40 graus à sombra sem sombra possível
Poeira e vento
Lixo e secura
um colar de limonada entre o comboio e o circo
vertigem íntima
quase sexual

impossível regressar a Nápoles de barco
no funicular olham intensamente
a minha cara congestionada de lava seca
sangro uma pasta vermelha coberta de cinza
os bebés emparedados
as fotos do invisível
respiração suspensa desde o meio-dia

o sol declina no fresco da colina verde
a poeira ficou para trás
dentro de mim
há dois mil anos que se afunda na pele
mal pisamos o solo atordoado de Pompeia
e tropeçamos num fio

em Pompeia tropeço e emudeço
não há nada a pedir
não há água, nem guias
cada um força o olhar
um pouco adiante
o Vesúvio
único lugar habitável
paradoxo vulcânico
na sua lógica introspectiva
em Pompeia tropecei no tempo
havia um fio perdido no ar tórrido
o comboio atravessa o lixo
o asfalto cortou-me à chegada
só uma americana diz “can I help you?”
os vendedores de limão viram costas ao sol

em Pompeia as ruas estão limpas
um bar de tapas chega da antiguidade
trazido pelo vento áspero
flutua na melancolia

uma alegria intermitente paira
entre os visitantes mudos
um pouco ébrios
de inalar esta natureza lávica

os oscos sentaram aqui os rabos primitivos
em plena luz crua
mais tarde finou-se a liga dos cidadãos preocupados
viviam no luxo no ócio no cio no álcool
à sombra da declinação dos séculos por vir

os gladiadores desfilam interminavelmente
pela via dell’abbondanza
na calçada irregular e agreste

os objectos falsamente abandonados
parecem exigir tanta atenção
como o rosto de alguém que acabou de morrer

deixa eu cantar para o mundo ficar odara
dizia o poeta trágico
mas ficou apenas cave cane

queixava-se da falta de vocabulário como se fosse uma pontada nas costas”

Rosa oliveira in “Cinza”]
[“Deixa eu dançar / pro meu corpo ficar odara / Minha cara minha cuca ficar odara / Deixa eu cantar que é pro mundo ficar odara / Pra ficar tudo jóia rara / Qualquer coisa que se sonhara / Canto e danço que dará” 
Caetano Veloso , “Odara”]
28.11.2015 e 29.11.2015 | "Letra Z" - Exposição/Ocupação Colectiva na Casa da Carqueja e Casa de Sub-Ripas, Coimbra.

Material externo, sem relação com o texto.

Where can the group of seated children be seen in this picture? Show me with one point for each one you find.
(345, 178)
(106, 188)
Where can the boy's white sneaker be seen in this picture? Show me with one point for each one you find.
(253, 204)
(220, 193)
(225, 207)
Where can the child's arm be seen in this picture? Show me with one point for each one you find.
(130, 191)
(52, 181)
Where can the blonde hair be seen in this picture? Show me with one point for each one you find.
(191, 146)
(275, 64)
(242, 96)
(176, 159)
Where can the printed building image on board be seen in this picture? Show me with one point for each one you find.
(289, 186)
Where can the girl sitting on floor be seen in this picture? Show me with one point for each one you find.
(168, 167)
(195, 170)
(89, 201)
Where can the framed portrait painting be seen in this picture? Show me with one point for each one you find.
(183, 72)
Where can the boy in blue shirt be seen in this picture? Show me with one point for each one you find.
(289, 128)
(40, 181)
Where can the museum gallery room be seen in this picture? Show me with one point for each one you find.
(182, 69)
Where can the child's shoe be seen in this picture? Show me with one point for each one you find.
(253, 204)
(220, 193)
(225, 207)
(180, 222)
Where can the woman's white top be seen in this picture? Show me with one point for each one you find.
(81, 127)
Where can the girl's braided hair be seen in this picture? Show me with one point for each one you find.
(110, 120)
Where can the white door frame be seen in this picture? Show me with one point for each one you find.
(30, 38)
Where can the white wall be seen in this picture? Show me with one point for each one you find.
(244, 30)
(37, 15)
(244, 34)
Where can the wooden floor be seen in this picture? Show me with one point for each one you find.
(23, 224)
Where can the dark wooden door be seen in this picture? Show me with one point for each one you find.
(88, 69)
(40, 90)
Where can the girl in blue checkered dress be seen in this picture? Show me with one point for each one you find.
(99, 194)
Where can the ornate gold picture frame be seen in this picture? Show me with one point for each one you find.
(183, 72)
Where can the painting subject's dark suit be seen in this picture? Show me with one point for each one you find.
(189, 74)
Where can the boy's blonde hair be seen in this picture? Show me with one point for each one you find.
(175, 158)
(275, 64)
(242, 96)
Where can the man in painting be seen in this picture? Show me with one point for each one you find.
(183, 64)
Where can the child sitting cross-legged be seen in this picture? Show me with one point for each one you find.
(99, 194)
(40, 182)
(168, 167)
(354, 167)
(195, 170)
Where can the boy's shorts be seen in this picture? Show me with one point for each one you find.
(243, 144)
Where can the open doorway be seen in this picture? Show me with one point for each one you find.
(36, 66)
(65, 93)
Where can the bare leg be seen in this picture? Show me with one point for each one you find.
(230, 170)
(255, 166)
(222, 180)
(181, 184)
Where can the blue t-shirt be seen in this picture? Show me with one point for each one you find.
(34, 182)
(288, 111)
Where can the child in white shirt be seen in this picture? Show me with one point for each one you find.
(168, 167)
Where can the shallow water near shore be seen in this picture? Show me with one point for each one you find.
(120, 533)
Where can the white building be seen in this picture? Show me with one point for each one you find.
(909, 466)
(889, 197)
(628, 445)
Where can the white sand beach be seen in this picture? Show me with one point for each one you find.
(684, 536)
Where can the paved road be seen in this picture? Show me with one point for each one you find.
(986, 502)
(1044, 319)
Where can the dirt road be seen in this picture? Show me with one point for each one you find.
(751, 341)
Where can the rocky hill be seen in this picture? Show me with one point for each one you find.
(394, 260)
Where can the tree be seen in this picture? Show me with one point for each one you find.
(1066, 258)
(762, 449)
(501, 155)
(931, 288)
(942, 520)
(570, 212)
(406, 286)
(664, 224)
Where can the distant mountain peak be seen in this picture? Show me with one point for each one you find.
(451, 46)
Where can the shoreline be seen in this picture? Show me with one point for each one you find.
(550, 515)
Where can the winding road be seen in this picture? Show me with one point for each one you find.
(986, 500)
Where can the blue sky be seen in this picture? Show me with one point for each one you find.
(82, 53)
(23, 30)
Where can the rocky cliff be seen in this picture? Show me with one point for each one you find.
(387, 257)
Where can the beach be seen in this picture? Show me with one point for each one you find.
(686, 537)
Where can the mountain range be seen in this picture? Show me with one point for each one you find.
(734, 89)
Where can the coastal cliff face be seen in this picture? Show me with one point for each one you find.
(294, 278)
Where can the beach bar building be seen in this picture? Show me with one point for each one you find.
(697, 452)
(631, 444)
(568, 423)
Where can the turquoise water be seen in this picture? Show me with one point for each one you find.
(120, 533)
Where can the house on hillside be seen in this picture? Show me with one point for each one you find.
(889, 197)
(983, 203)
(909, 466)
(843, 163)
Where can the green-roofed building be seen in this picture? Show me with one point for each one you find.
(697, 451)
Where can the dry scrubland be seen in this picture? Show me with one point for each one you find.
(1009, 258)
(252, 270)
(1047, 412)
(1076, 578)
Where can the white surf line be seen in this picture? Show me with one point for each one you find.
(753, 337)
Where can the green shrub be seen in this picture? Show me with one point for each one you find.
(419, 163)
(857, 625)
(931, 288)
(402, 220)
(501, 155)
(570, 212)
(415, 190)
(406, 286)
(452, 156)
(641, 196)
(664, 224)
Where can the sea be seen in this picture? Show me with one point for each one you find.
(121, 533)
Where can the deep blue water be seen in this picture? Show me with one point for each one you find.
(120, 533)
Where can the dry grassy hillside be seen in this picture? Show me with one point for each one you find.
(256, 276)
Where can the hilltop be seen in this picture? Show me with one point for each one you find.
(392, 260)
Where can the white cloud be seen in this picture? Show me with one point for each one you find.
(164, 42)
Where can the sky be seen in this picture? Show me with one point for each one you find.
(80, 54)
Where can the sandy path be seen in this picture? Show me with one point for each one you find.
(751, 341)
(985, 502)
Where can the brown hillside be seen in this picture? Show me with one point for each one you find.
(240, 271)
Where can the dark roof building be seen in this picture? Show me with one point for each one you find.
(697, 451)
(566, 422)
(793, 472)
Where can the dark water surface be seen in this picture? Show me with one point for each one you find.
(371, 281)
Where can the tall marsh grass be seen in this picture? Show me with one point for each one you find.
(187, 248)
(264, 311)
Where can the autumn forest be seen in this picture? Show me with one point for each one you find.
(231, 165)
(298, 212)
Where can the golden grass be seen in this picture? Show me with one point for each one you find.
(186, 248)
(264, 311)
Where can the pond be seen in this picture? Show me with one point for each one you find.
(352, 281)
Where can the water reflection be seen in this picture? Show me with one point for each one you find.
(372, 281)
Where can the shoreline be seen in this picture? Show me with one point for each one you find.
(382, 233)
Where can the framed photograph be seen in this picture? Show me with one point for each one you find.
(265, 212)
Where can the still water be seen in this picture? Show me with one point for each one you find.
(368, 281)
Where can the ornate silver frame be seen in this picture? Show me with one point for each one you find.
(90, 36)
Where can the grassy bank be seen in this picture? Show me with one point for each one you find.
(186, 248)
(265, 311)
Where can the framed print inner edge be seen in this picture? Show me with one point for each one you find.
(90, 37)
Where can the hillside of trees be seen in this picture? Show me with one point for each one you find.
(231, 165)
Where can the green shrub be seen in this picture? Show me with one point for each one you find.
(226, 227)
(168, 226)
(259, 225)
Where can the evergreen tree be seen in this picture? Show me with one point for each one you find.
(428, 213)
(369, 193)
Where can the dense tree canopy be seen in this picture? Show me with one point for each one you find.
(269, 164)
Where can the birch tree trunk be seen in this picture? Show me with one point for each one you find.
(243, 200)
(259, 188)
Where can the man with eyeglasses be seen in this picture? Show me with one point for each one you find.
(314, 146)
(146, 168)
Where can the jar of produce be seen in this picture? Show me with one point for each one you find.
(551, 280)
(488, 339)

+ info sobre a exposição/ocupação:
"Letra Z - convite
Os Pescadas com Rosa Oliveira, no Beco da Carqueja nº 12 e na Rua de Sobre Ribas nº 14, em Coimbra, sábado, 28 de Novembro (e também a 29).
O livro Cinza, de Rosa Oliveira, com que a Tinta-da-China inaugurou a colecção de poesia dirigida por Pedro Mexia, é o tema escolhido pelo Grupo Pescada nº 5, para a exposição deste fim-de-semana, 28 e 29 de novembro.
Cinza é um conjunto de poemas em tom anti elegíaco, com um hipertexto referencial de alguma da literatura, cinema e música que atravessou as últimas décadas.
“Agora que morremos / a vida pode enfim recomeçar”, lê-se num poema. Esse foi o momento em que Rosa Oliveira se sentiu livre para poder falar dos seus mortos-vivos. Longamente, como nos poemas distendidos de Ruy Belo, ou de forma breve e sarcástica como Sena ou O’Neill. Mas sempre com a sua marca que, uma vez lida a torna imediatamente reconhecível: uma atenção especial às ínfimas coisas, torcendo-as, como faz com as palavras, descobrindo-lhes novos significados, ligações pouco habituais.
As 90 páginas do livro vão ser assim revisitadas em total liberdade, sábado, a partir das 15:00 e até às 24:55, em ambas as casas, e domingo apenas das 15:00 às 20:00.
Na casa de Sobre Ribas concentram-se cerca de duas dezenas de trabalhos, sobretudo fotografia, mas também instalação e decorre uma performance durante toda a tarde.
Na casa do Beco de Carqueja, a partir das 21:30, haverá um mestre de cerimónias que guiará os percursos por uma escrita alcoólica que tanto nos tem perdido."